More documentation can be found on https://docplayer.net/131921614-Usibd-level-of-accuracy-loa-specification-guide.html# on how to use this specification.

Args:

path (str, optional): path to CSV with USIBD values

Returns:

Graph: graph with serialized accuracies, to be used in validation procedures

geomapi.tools.validationtools.parse_loa_excel(path: str) → Graph

Parse an USIBD_SPC-LOA_C220_2016_ver0_1.xlsx spreadsheet that contains meaured/represented accuracy parameters for building documentation procedures. The returned graph can be used by GEOMAPI or other linked data processes to validate remote sensing/BIM models.
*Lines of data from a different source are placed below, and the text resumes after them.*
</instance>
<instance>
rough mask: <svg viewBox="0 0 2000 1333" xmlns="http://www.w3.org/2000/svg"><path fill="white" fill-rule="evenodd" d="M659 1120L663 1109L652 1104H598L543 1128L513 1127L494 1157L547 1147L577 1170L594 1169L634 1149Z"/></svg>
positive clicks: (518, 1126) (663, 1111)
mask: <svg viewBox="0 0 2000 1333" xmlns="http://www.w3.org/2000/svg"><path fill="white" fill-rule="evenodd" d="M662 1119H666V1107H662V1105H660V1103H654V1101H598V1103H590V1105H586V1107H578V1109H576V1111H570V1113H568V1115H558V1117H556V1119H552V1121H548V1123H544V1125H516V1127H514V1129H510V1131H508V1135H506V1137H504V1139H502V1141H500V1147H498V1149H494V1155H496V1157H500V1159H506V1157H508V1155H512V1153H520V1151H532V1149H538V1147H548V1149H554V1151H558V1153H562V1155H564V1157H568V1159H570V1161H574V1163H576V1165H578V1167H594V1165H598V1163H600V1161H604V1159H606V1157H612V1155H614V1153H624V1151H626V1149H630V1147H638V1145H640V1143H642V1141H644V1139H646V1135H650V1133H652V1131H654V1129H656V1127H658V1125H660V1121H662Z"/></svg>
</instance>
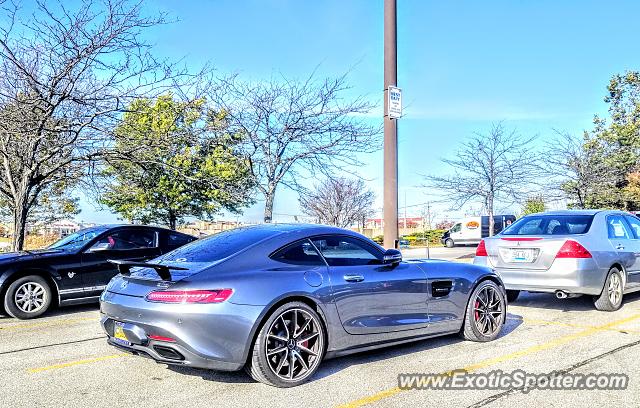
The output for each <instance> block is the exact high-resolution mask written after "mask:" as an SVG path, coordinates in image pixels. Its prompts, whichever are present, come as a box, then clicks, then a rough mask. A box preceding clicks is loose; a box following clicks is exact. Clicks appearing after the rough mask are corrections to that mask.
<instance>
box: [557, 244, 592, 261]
mask: <svg viewBox="0 0 640 408" xmlns="http://www.w3.org/2000/svg"><path fill="white" fill-rule="evenodd" d="M556 258H591V252H589V251H587V248H585V247H583V246H582V245H580V243H579V242H576V241H574V240H571V239H569V240H567V241H566V242H565V243H564V245H562V248H560V250H559V251H558V253H557V254H556Z"/></svg>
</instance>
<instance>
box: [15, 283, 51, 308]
mask: <svg viewBox="0 0 640 408" xmlns="http://www.w3.org/2000/svg"><path fill="white" fill-rule="evenodd" d="M14 301H15V303H16V306H17V307H18V309H20V310H22V311H23V312H26V313H35V312H38V311H40V309H42V308H43V307H44V305H45V304H46V302H47V292H46V291H45V289H44V287H43V286H42V285H41V284H39V283H37V282H25V283H23V284H22V285H20V287H19V288H18V289H17V290H16V293H15V295H14Z"/></svg>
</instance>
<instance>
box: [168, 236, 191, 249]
mask: <svg viewBox="0 0 640 408" xmlns="http://www.w3.org/2000/svg"><path fill="white" fill-rule="evenodd" d="M193 240H194V238H193V237H190V236H189V235H185V234H177V233H175V232H169V233H167V246H168V247H169V248H178V247H181V246H183V245H186V244H188V243H189V242H191V241H193Z"/></svg>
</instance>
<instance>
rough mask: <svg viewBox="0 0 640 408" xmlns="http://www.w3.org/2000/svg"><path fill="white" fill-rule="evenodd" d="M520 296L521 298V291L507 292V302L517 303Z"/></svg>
mask: <svg viewBox="0 0 640 408" xmlns="http://www.w3.org/2000/svg"><path fill="white" fill-rule="evenodd" d="M518 296H520V291H519V290H507V302H509V303H513V302H515V301H516V300H517V299H518Z"/></svg>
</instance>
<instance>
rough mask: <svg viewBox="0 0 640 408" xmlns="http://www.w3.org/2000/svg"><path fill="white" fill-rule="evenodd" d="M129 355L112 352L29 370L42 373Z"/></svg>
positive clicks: (32, 373)
mask: <svg viewBox="0 0 640 408" xmlns="http://www.w3.org/2000/svg"><path fill="white" fill-rule="evenodd" d="M127 356H128V354H112V355H109V356H102V357H96V358H88V359H86V360H76V361H69V362H67V363H60V364H54V365H50V366H45V367H36V368H30V369H28V370H27V371H28V372H29V373H31V374H35V373H41V372H43V371H49V370H57V369H59V368H67V367H73V366H77V365H81V364H90V363H97V362H98V361H104V360H111V359H113V358H120V357H127Z"/></svg>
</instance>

More documentation can be found on https://docplayer.net/131921614-Usibd-level-of-accuracy-loa-specification-guide.html# on how to use this specification. If no excel is presented, a graph with standard values will be obtained.

Args:

excelPath (str): file path to the spreadsheet

Returns:

Graph: graph

geomapi.tools.validationtools.get_loa_class_per_bimnode(BIMNodes: List[BIMNode], path: str = None)

Assigns the accuracy properties of an LOA Excel spreadsheet to the list of BIMNodes. The assignment is based on the ifc classNames which are mapped to LOA classes.

Features:

1. LOAm (measured accuracy)

2. LOAr (represented accuracy)

3. validation (A, B or C)

Args:

BIMNodes (List[BIMNode]): List of nodes to assign the propteries to. path (str, optional): Path to Excel spreadsheet. If None, the default LOA properties are assigned.